The Mood Disorder Questionnaire, the Bipolar Spectrum Diagnostic Scale, and the Hypomanic Personality Scale are some of the diagnostic instruments used to screen for bipolar disorder. These tools focus on questions about potential mania and hypomania symptoms, which are important for distinguishing between a diagnosis of bipolar and unipolar depression.

Clinicians will also want to find out if you have experienced any symptoms of psychosis, such as hallucinations. While psychotic symptoms can occur in other mental health disorders, it’s also a feature that can help distinguish between bipolar disorder and depression.

Follow-Up

Your doctor or mental health professional may want you to try mood charting to help keep track of your symptoms. This practice can be especially helpful for detecting episodes of hypomania and tracking the frequency of mood swings. You may be asked to keep a log of your mood after starting an antidepressant.

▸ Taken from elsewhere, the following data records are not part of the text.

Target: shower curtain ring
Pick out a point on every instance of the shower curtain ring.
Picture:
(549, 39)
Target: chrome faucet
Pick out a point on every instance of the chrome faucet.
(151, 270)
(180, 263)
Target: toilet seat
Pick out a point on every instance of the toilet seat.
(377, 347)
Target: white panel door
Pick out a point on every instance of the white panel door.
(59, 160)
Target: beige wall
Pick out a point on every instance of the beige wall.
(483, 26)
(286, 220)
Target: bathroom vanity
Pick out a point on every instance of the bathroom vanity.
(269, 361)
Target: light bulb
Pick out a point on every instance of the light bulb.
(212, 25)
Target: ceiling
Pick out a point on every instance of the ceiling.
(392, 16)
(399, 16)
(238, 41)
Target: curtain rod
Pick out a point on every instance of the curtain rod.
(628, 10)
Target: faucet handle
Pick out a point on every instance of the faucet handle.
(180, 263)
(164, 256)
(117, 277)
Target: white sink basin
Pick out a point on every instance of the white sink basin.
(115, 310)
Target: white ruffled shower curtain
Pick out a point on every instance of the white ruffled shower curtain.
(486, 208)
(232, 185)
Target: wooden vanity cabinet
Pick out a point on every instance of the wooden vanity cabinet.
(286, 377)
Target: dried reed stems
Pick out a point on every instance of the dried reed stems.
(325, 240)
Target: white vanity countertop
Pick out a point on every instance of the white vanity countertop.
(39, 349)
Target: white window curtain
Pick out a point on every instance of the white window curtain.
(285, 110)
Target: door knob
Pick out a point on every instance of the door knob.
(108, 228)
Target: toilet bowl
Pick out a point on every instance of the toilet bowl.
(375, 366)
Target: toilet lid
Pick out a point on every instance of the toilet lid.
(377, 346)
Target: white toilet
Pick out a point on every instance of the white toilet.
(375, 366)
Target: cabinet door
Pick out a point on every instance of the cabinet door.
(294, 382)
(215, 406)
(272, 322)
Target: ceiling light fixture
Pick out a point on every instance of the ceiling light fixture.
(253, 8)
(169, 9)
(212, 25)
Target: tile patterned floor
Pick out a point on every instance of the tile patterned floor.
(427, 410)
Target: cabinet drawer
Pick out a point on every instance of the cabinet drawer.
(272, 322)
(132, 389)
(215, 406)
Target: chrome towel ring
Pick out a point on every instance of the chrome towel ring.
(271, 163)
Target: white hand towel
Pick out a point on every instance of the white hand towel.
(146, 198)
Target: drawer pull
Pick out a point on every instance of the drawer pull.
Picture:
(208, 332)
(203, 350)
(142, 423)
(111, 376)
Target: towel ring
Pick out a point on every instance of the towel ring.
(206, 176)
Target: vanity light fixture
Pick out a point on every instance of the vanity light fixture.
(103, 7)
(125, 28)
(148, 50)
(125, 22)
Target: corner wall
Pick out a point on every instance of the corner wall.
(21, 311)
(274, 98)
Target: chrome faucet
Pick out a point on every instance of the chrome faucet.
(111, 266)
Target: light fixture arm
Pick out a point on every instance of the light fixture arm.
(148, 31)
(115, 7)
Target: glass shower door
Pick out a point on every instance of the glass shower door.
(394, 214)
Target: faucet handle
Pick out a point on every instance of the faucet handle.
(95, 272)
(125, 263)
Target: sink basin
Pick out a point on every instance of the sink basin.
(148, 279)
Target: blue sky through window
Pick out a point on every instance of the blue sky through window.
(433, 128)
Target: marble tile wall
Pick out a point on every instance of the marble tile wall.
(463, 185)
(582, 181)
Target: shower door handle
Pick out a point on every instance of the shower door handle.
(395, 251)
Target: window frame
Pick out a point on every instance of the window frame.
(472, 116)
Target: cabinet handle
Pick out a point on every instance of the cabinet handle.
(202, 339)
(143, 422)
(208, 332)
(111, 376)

If you develop new symptoms (such as mania) or worsening symptoms after starting these medications, it may indicate that you have bipolar disorder rather than depression.

Staying in contact with your mental health care team while you are in the process of being diagnosed or starting treatment is important, especially if you are trying medications. In some cases, antidepressants can make symptoms of depression worse. If you are under the age of 25, the risk of suicidal thoughts can increase—which is why antidepressants have a black box warning from the FDA.

If you, or your loved ones, notice a change in your behavior that is worrisome, talk to your doctor or psychiatrist. They may decide you need another type of treatment.

Do not stop or take less of the antidepressant you have been prescribed unless you are being supervised by your doctor or psychiatrist. If you want to stop taking a medication or switch to a new prescription, ask your doctor how to safely reduce your dose to avoid withdrawal.

A Word From Verywell

Even when a doctor or mental health professional is thorough in assessing your symptoms and history, misdiagnosis can still happen. You can help by being as accurate and detailed as you can when reporting your symptoms to a clinician. If the diagnosis you have been given doesn’t feel like the right fit, it’s important that you express these concerns to your health care team. It may help to be assessed by another practitioner. Your mental health and well-being depend on receiving an accurate diagnosis and having access to the treatment that best suits your needs.